Mais le propos se resserre. Quand il pensait pouvoir décrypter le destin d’une nation dans les entrailles de l’une de ses cités démantelées, il en vient à songer que c’est le devenir d’un homme qui peut être déchiffré dans l’apparence d’une maison. Il entreprend d’observer scrupuleusement les restes de celle qu’il a sous les yeux. Il fait des croquis des constellations brillantes de ses vitres brisées. Il étudie la manière dont les dernières fumerolles de l’incendie montent vers le ciel, les silhouettes qu’elles esquissent une fois pressées par le vent. Il compte le nombre de pierres demeurées scellées au bas des murs. Il se lance dans des équations qui évoquent l’herméneutique kabbalistique.
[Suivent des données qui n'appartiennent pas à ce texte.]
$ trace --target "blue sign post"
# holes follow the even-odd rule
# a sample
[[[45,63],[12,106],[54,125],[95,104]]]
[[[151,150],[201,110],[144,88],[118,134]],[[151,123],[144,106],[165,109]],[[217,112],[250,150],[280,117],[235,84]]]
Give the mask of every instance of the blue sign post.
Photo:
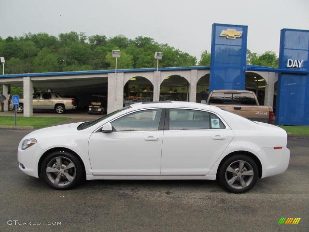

Dans la numérologie qu’il invente, numérologie primaire à neuf nombres, les nombres renvoient également, réellement, à des lettres. Ces moignons de murs, il les traduit en textes, en de multiples versions d’un seul et même message qu’il transcrit définitivement au soir du 3 mars 1864, tel qu’en témoigne son cahier : « Le temps a commencé à cesser2. » Les Russes abandonnent la ville le lendemain, après avoir égorgé les prisonniers dans leur cellule. Bogacki meurt tandis qu’il écrit encore, fasciné par le spectacle immobile de cette ruine dans laquelle il ne put ou ne sut reconnaître la maison familiale, le toit sous lequel il était né vingt-sept ans plus tôt.